Now, at sixteen, Jacob believes his grandpa’s stories are merely exaggerated tales of his time serving WWII .
However a horrible accident leads Jacob to question everything. Was this accident really just an accident? Did he see what he thought he saw in the woods that night? Are the stories true?
Jacob looks for answers in the abandoned orphanage his grandpa once grew up in and upon exploring the house Jacob has reason to believe, even after all theses years, the peculiar children who once lived there are still alive.
Ransom Riggs expertly crafted a story of suspense, mystery and eeriness.
When I first saw the book and flipped through it, I mistakenly took this for a horror story. (Could you blame me? Some of the pictures are down right creepy!) However, this book isn’t horrific at all. I categorize this book as a bizarre mystery. It definitely, without a question mark, gives off an eerie vibe but it doesn’t reach the Stephen King horror standard. It’s more like a Tim Burton movie than American Horror Story or Cujo. Yeah, so…don’t worry.
Miss Peregrine’s Home for Peculiar Children, is an unusual story of discovery and finding one’s self. The characters are believable despite their peculiarities. It contains a wonderful mixture of adventure, tension, enigma and a slight peek of history.
I wouldn’t say that Miss Peregrine’s Home for Peculiar Children, is fast paced but its definitely not slow. (Notice the bold, italic, and underline???) Actually that’s not entirely fair; throughout most of the book you’re hanging in a web of suspense and questions and for the rest of the book you’re running with the character trying to keep pace. So you see, it’s definitely not boring. This not-fast-but-not-slow thing could’ve turned out horribly but Ransom Riggs knows how to play it. *thumbs up*
What sets this book apart from others is the vernacular photographs found throughout the book that adds to the narration and brings the characters to life on a different level. It adds to the eerie mood of the story and gives it a theme that only seems suitably described as contemporary vintage.
The only thing I didn’t care for in the plot is a specific, small scene that leaded up to the conclusion. This scene makes it seem like the author didn’t know how to connect the conclusion with the rest of the story and so he put that part in there. I will not mention the part I’m speaking of due to spoilers. However, this scene, that lasted about 3 pages out of 352, is my only criticism of an other-wise must read book.
Who would like this book?
Quotes from the Book:
- “We cling to our fairy tales until the price for believing in them becomes too high.”

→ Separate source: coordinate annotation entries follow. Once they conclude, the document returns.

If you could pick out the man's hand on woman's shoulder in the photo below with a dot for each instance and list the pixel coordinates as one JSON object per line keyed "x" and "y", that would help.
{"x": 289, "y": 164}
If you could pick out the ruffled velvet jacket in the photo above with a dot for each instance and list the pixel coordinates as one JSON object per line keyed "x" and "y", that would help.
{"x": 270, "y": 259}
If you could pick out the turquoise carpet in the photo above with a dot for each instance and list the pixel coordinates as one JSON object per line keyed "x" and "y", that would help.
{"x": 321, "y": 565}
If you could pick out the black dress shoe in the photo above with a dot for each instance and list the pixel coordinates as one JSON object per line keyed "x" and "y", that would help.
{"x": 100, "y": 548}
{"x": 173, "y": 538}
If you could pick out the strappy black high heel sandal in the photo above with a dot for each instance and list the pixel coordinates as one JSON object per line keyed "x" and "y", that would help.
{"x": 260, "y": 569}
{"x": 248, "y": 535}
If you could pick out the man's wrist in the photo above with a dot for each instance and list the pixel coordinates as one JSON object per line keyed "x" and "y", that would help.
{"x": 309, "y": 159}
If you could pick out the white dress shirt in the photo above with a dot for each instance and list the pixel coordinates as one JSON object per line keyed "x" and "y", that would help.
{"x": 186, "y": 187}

- “I had just come to accept that my life would be ordinary when extraordinary things began to happen.”
- “Stars, too, were time travelers. How many of those ancient points of light were the last echoes of suns now dead? How many had been born but their light not yet come this far? If all the suns but ours collapsed tonight, how many lifetimes would it take us to realize we were alone? I had always known the sky was full of mysteries—but not until now had I realized how full of them the earth was.”
- Riggs had intended for this to be a picture book of photographs he had collected, but upon the advice of an editor from Quirk books he used some photographs as a guide to form his story.
- The rights have been sold to 20th Century Fox for a film adaptation. Tim Burton (which, if you’ve seen my thoughts of the mood of this book above, I think is perfect) is said to direct it and Jane Goldman is said to be adapting the screenplay.
- There is a graphic novel of this book: Miss Peregrines Home for Peculiar Children: The Graphic Novel.